" Memuliakan manusia berarti memuliakan penciptanya. Merendahkan dan menistakan manusia berarti merendahkan dan menistakan penciptanya." (Gus Dur)
Tak ada yang yang tak kenal dengan Gus Dur waktu itu, terutama saat beliau hidup. Sosoknya mempunyai magnet bagi media, baik cetak maupun elektronik, semua tertarik memberitakan apa saja yang keluar dari mulut seorang Gus Dur, serta pemikiran yang dituliskannya.Â
Sebelum menjadi presiden, saat menjabat sebagai orang nomor satu negeri ini, maupun ketika dilengserkan manusia-manusia yang mengaku paling benar, serta saat beliau menjadi rakyat kembali, berbaur, membumi dengan kami. Gus Dur tetap fenomenal.Â
Dia hadir sebagai kontroversi tak lazim yang menyejukkan kalangan pembela kemanusiaan dan dia juga menjadi sosok yang menuai hujatan karena rangkulannya kepada seluruh umat manusia tanpa memandang muasalnya.
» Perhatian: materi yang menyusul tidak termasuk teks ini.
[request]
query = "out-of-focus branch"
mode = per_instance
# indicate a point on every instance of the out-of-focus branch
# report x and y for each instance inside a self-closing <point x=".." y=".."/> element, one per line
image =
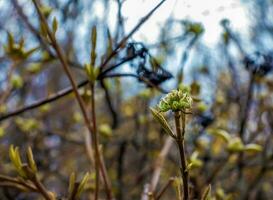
<point x="68" y="90"/>
<point x="159" y="163"/>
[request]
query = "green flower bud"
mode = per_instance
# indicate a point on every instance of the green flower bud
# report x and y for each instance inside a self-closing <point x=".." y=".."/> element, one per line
<point x="176" y="100"/>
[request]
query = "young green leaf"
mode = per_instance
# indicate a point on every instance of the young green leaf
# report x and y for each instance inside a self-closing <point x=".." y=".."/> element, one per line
<point x="206" y="194"/>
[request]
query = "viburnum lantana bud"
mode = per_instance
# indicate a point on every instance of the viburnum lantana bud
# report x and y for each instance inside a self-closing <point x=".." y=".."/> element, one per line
<point x="176" y="100"/>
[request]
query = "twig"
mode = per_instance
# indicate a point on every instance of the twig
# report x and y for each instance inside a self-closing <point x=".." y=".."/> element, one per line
<point x="72" y="81"/>
<point x="124" y="40"/>
<point x="180" y="131"/>
<point x="163" y="190"/>
<point x="159" y="163"/>
<point x="67" y="91"/>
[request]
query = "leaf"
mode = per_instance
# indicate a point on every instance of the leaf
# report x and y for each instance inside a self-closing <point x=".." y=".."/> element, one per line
<point x="220" y="133"/>
<point x="82" y="184"/>
<point x="30" y="159"/>
<point x="72" y="180"/>
<point x="206" y="194"/>
<point x="253" y="148"/>
<point x="160" y="118"/>
<point x="54" y="25"/>
<point x="10" y="41"/>
<point x="94" y="43"/>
Konsep "lakum dinukum waliyadin, bagimu agamamu, bagiku agamaku", telah diterapkannya di kehidupan dunia ini dengan harmoni yang indah. Cintanya pada manusia tidak memberikan sedikitpun ruang permusuhan pada yang berbeda keyakinan. Dia diterima seluruh kalangan, bahkan umat yang berbeda iman menjadikannya sebagai panutan.
Iman adalah tentang hati, yang pemiliknya adalah pencipta-Nya. Mengumbar kebencian pada sesama manusia dengan alasan berbeda iman adalah satu hal yang sungguh memiriskan saya. Karena hanya Dia yang maha membolak-balikkan hati. Lalu kenapa manusia merasa paling benar dengan hatinya?
Gus Dur memberikan contoh betapa indahnya bergandengan tangan dalam perbedaan, ini mengagumkan. Saat kebencian bertebaran mengatas namakan pembelaan terhadap keimanan dia hadir sebagai tokoh welas asih, menebar cinta pada semua manusia, bahkan yang berbeda iman sekalipun.
Ini tentu tak lepas dari latar belakang pendidikannya. Dia adalah putra dari KH. Wahid Hasyim sekaligus cucu dari Hadratus Syaikh KH. Hasyim Asy'ari ini lahir di Jombang, 7 September 1940. Ia lahir dengan nama Abdurrahman "Addakhil" dan terkenal sebagai Abdurrahman Wahid, atau Gus Dur.